Nick Tobier has spent a lot of time on the Detroit People Mover. Teaching, exploring, observing, escaping.
On a rare sunny day in February, sandwiched between snow and ice storms, we boarded the city’s iconic monorail together at the Grand Circus Park station, just outside the David Whitney building. Tobier happily paid my 75 cent fare (he prefers buying the tokens — “I feel good when I have them in my pocket,” he says) and led me up the escalator to the platform.
As we ride, Tobier, a professor of art and design in the Penny W. Stamps School of Art & Design at the University of Michigan, notices, and notes on, nearly everything. Once-empty storefronts full of tech workers; a big hole in the ground where the Hudson’s building had been; retro-futuristic walkways that connect parking garages to Joe Louis Arena; Windsor’s nondescript skyline across the gray Detroit River; small businesses not yet paved over for surface parking.
Tobier grew up riding the subway in his native New York. He remembers first seeing the People Mover in the ’80s sci-fi action movie Robocop (the movie was released the year the People Mover launched). By the time he moved to this area in 2003, he was aware of its conflicted backstory and critique as an expensive public transit flop. It didn’t take him long to fall in love with it anyway.
“I was ready to approach it ironically, but I really have genuine affection for it, just because you have this amazing view,” he says.
When we get off at the Greektown stop, Tobier’s still observing, stopping to talk with security workers, casino patrons, and the chauffeur of a new autonomous electric cab service. He points out the architecture of the Wayne County building and the white terra-cotta exterior of the Cadillac Tower (“unique to Detroit, Paris, and parts of Brooklyn”).
Tobier is simultaneously warm about and distracted by his love for the city surrounding us, and his enthusiasm for this “sweet little train” and the area it circles is contagious. A few winters ago, he spent several days a week wandering downtown, stopping into old bars and riding the People Mover — sometimes for hours at a time — to warm up.
“My whole world was circumscribed by this little loop here,” he says. “Just snowy and cold and kind of atmospheric.”
Tobier’s work is focused on civic engagement, and he often brings U-M students together with Detroit school groups in grades 4 through 12 for day trips like this downtown to observe, sketch, and get ideas for projects that “make some kind of impact.” Previous projects include designing solar bike lights from discarded Gatorade bottles and a screen printing business run by high school students.
His main work currently is with the Brightmoor Makerspace, a former Ford garage that’s been converted into a into a workshop geared toward youth development for making things.

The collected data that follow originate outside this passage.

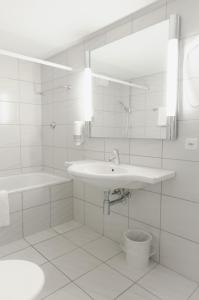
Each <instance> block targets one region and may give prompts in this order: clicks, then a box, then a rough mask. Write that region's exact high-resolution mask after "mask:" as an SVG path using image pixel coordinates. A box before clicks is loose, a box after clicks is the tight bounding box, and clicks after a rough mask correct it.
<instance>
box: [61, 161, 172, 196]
mask: <svg viewBox="0 0 199 300" xmlns="http://www.w3.org/2000/svg"><path fill="white" fill-rule="evenodd" d="M65 165H66V166H67V171H68V174H69V175H70V176H72V177H73V178H75V179H78V180H80V181H82V182H85V183H88V184H92V185H95V186H97V187H100V188H102V189H103V190H107V189H117V188H129V189H139V188H142V187H143V186H144V185H145V184H147V183H148V184H155V183H158V182H161V181H164V180H167V179H170V178H172V177H174V176H175V172H174V171H169V170H163V169H153V168H145V167H138V166H132V165H126V164H120V165H116V164H113V163H110V162H103V161H86V160H85V161H77V162H72V163H71V164H69V163H68V162H66V163H65Z"/></svg>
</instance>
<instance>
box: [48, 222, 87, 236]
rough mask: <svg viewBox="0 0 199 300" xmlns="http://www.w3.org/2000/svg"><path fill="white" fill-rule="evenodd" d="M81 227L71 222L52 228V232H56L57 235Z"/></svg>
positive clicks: (80, 226) (76, 224) (77, 223)
mask: <svg viewBox="0 0 199 300" xmlns="http://www.w3.org/2000/svg"><path fill="white" fill-rule="evenodd" d="M81 226H82V224H80V223H77V222H76V221H73V220H72V221H70V222H67V223H63V224H61V225H58V226H56V227H54V230H55V231H57V232H58V233H65V232H68V231H70V230H73V229H76V228H79V227H81Z"/></svg>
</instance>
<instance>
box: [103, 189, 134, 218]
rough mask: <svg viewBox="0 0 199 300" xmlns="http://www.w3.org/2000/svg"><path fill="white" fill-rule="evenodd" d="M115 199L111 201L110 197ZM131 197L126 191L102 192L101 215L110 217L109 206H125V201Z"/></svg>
mask: <svg viewBox="0 0 199 300" xmlns="http://www.w3.org/2000/svg"><path fill="white" fill-rule="evenodd" d="M115 196H116V199H114V200H111V199H110V198H111V197H115ZM130 197H131V193H130V192H129V190H128V189H116V190H114V191H113V192H112V191H110V190H109V191H105V192H104V203H103V214H104V215H110V213H111V206H113V205H116V204H119V203H123V204H125V203H126V201H127V200H128V199H129V198H130Z"/></svg>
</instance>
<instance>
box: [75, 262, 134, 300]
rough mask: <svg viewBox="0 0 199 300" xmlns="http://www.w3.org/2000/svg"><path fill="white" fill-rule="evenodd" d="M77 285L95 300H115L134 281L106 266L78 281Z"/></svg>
mask: <svg viewBox="0 0 199 300" xmlns="http://www.w3.org/2000/svg"><path fill="white" fill-rule="evenodd" d="M76 283H77V285H78V286H80V287H81V288H82V289H83V290H85V291H86V292H87V293H88V294H89V295H90V296H91V297H93V298H94V299H95V300H105V299H106V300H107V299H115V297H117V296H118V295H119V294H121V293H122V292H123V291H125V290H126V289H127V288H128V287H130V286H131V285H132V281H130V280H128V279H126V278H125V277H123V276H122V275H120V274H119V273H118V272H116V271H114V270H112V269H111V268H109V267H108V266H106V265H104V264H103V265H101V266H99V267H98V268H96V269H95V270H93V271H91V272H89V273H87V274H85V275H84V276H82V277H81V278H79V279H78V280H76Z"/></svg>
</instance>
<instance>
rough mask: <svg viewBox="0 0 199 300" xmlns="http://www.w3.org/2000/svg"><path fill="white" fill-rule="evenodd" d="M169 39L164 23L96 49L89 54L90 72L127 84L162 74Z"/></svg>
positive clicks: (162, 23)
mask: <svg viewBox="0 0 199 300" xmlns="http://www.w3.org/2000/svg"><path fill="white" fill-rule="evenodd" d="M168 36H169V21H168V20H167V21H163V22H161V23H159V24H156V25H153V26H151V27H147V28H145V29H144V30H142V31H138V32H137V33H134V34H131V35H129V36H126V37H124V38H122V39H120V40H117V41H115V42H113V43H110V44H107V45H105V46H104V47H101V48H98V49H96V50H94V51H92V52H91V67H92V70H93V71H94V72H96V73H101V74H106V75H109V76H112V77H116V78H120V79H126V80H129V79H133V78H138V77H142V76H146V75H149V74H155V73H160V72H163V71H165V70H166V67H167V45H168Z"/></svg>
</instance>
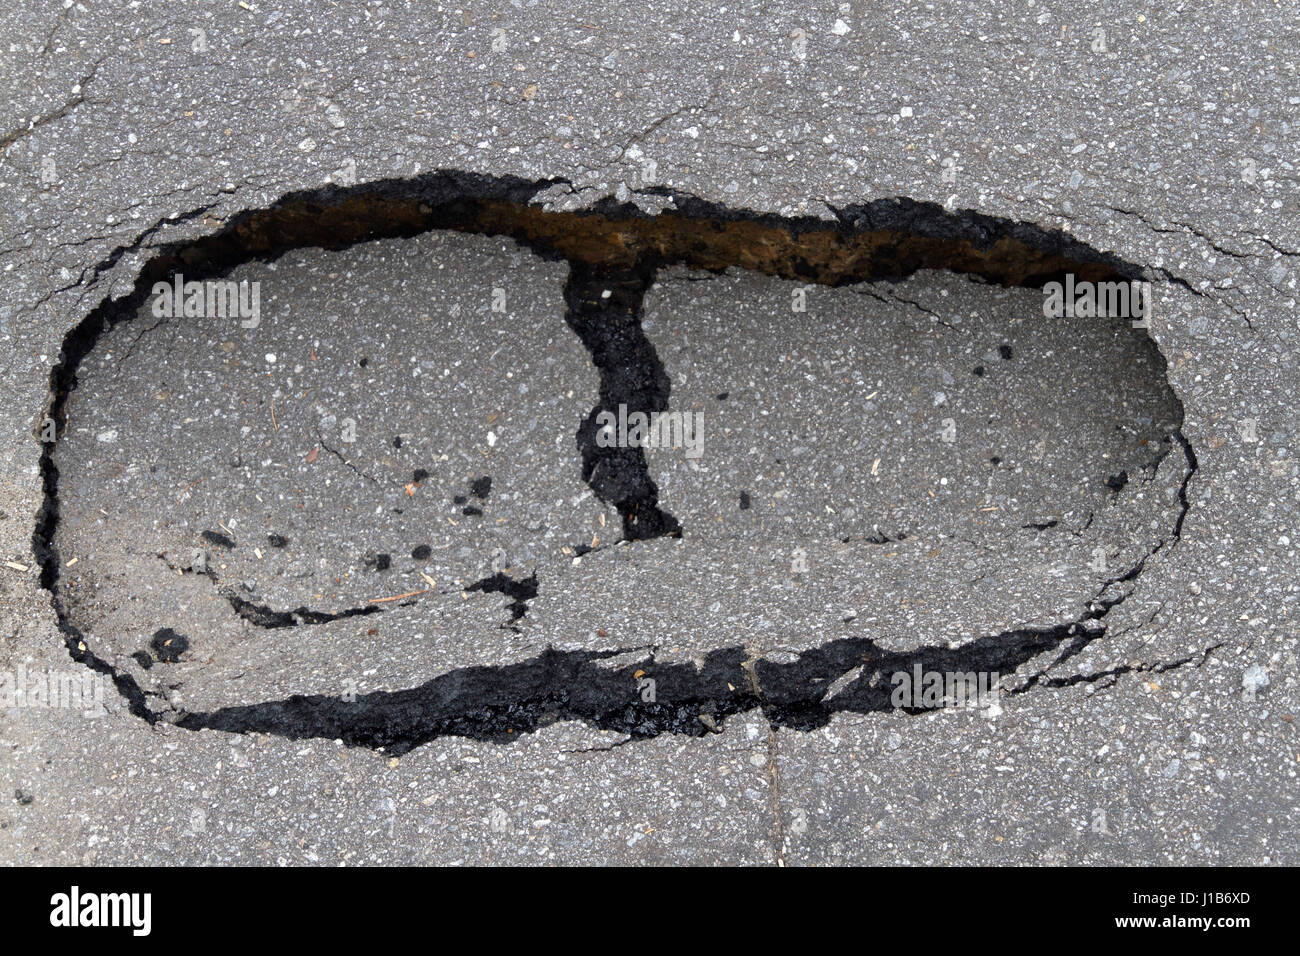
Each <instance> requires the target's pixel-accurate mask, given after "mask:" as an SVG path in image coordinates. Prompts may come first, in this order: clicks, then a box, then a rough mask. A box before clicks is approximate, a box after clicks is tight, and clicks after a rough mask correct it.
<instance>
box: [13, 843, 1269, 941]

On windy days, Tobier says fourth graders on the People Mover almost always point out the birds flying backwards over the river. More recently, they’ve been noticing “all the white people.”

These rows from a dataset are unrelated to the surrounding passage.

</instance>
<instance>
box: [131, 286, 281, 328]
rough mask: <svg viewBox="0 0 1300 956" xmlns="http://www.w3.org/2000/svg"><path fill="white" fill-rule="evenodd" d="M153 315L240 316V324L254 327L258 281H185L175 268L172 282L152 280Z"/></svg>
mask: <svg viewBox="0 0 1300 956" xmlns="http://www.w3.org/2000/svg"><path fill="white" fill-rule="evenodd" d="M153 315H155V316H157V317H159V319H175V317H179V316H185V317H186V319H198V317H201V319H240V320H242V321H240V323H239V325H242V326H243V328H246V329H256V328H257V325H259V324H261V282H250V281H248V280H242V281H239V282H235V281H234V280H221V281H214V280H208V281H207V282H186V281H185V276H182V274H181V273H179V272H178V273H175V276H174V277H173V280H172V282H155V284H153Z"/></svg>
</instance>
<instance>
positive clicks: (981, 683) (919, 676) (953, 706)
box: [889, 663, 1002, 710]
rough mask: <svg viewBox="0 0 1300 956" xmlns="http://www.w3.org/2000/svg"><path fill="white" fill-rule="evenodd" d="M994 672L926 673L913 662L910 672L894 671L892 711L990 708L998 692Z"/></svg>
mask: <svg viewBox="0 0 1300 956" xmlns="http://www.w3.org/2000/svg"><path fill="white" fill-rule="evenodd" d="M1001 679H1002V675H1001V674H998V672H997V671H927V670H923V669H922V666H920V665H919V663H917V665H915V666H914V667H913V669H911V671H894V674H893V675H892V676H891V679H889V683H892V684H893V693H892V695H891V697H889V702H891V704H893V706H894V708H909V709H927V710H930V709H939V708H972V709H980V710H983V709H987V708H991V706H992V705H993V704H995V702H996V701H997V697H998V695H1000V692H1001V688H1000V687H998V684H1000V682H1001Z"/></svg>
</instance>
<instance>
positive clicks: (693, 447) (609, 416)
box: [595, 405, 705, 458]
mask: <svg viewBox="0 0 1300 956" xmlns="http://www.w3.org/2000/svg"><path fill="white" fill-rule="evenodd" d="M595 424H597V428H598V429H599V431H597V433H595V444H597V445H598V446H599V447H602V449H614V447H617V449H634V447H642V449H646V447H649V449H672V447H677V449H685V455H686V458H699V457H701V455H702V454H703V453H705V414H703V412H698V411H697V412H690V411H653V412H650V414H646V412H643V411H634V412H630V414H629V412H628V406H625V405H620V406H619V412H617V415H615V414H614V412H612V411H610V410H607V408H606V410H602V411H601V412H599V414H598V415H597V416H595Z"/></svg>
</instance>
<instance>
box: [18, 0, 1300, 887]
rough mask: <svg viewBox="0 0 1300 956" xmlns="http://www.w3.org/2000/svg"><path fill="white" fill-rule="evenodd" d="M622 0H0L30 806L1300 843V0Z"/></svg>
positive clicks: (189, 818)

“It didn’t used to be that way in the heart of Detroit,” he says. “The high school students call this ‘white town.'”
As we continue walking, Tobier points out all the People Mover stops and trains circling us. Within its 3-mile route, you’re never far from either. But after all these years, it hasn’t morphed into background for him.

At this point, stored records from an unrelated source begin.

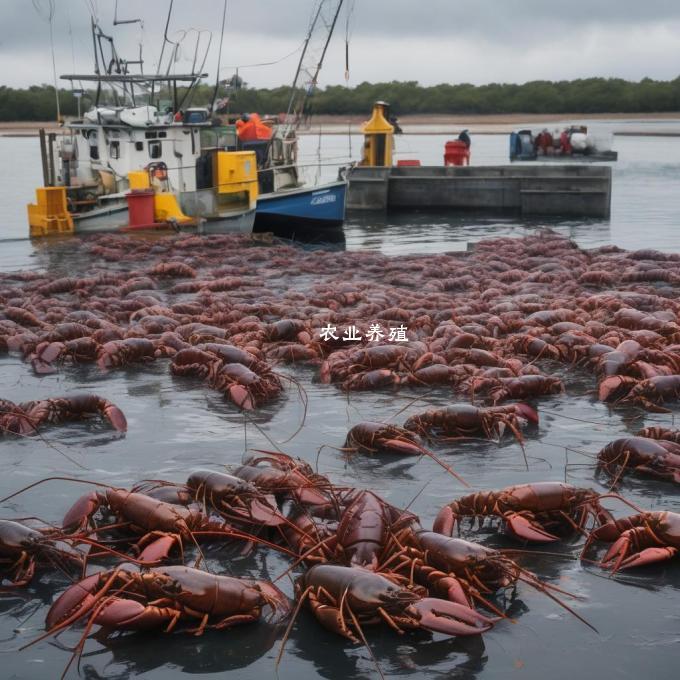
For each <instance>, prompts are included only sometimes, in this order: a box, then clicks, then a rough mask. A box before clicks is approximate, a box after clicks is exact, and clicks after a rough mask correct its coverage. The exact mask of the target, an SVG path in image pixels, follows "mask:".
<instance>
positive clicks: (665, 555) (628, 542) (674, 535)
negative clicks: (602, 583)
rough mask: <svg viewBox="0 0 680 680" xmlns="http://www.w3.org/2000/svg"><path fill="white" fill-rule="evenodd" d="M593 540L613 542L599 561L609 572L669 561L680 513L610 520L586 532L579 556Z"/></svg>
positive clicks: (676, 541) (653, 513)
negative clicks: (591, 529)
mask: <svg viewBox="0 0 680 680" xmlns="http://www.w3.org/2000/svg"><path fill="white" fill-rule="evenodd" d="M593 540H598V541H606V542H608V543H611V542H613V543H614V545H612V547H611V548H609V550H608V551H607V554H606V555H605V556H604V558H603V559H602V561H601V562H600V566H602V567H607V568H610V569H611V570H612V572H617V571H618V570H619V569H630V568H632V567H641V566H644V565H646V564H654V563H655V562H661V561H663V560H669V559H671V558H672V557H674V556H675V555H677V554H678V550H680V514H678V513H677V512H669V511H658V512H641V513H639V514H637V515H630V516H629V517H624V518H622V519H617V520H611V521H609V522H607V523H606V524H604V525H602V526H601V527H598V528H597V529H595V530H594V531H592V532H591V533H590V536H589V538H588V542H587V543H586V546H585V547H584V549H583V553H585V551H586V548H587V547H588V545H589V544H590V543H591V541H593Z"/></svg>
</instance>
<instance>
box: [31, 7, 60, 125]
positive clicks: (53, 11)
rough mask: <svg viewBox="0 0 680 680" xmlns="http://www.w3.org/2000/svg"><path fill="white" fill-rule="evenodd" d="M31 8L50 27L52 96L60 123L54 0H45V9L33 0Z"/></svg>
mask: <svg viewBox="0 0 680 680" xmlns="http://www.w3.org/2000/svg"><path fill="white" fill-rule="evenodd" d="M33 7H34V9H35V11H36V13H37V14H38V16H39V17H40V18H41V19H43V20H46V21H47V23H48V24H49V26H50V50H51V52H52V78H53V80H54V96H55V99H56V103H57V123H60V122H61V109H60V106H59V87H58V84H57V62H56V59H55V57H54V11H55V7H54V0H47V8H43V7H42V4H41V2H40V0H33Z"/></svg>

“I’m totally always aware of it,” Tobier says. “The rumble it makes when it’s coming. I love the sound.”
Years ago, Tobier had the idea to ask other “explorer” types — artists, writers, etc. — to choose one of the People Mover’s 13 stops, spend some time there, and write something about it. He then compiled those entries into the book “Looping Detroit: A People Mover Travelogue,” (University of Michigan Press, 2016). It’s a quick read with several different takes on the assignment and lots of beautiful black and white photos by Tobier.
Originally conceived as a study in Detroit’s under-celebrated architecture and the “shape of the city,” Tobier was surprised by how political, personal, and moving some of the contributions were.
Since the original release push, Tobier says the book’s best sales come from museum gift stores and art and architecture bookshops overseas (“Europeans are fascinated with Detroit”). He’s dreamed of hosting some kind of event on the train and at each stop for years now, though. Something that would include readings from each author and some kind of performance.
When asked about his own favorite spots inside the People Mover’s orbit, Tobier says: “It’s somewhere between the Detroiter Bar and the lobby of the Guardian Building.”
The ambiguity of this statement amuses me, since we’ve just walked the literal distance between these two — one a nondescript Bricktown bar, the other an awe-inspiring art-deco landmark — and Tobier has noted many of the sites we pass in between. But he clarifies quickly: “I like both of them equally but for different reasons.”
After reboarding the People Mover, we make another loop and a half and return to Grand Circus Park. Saying our goodbyes, Tobier gives me a token to take with me as we part.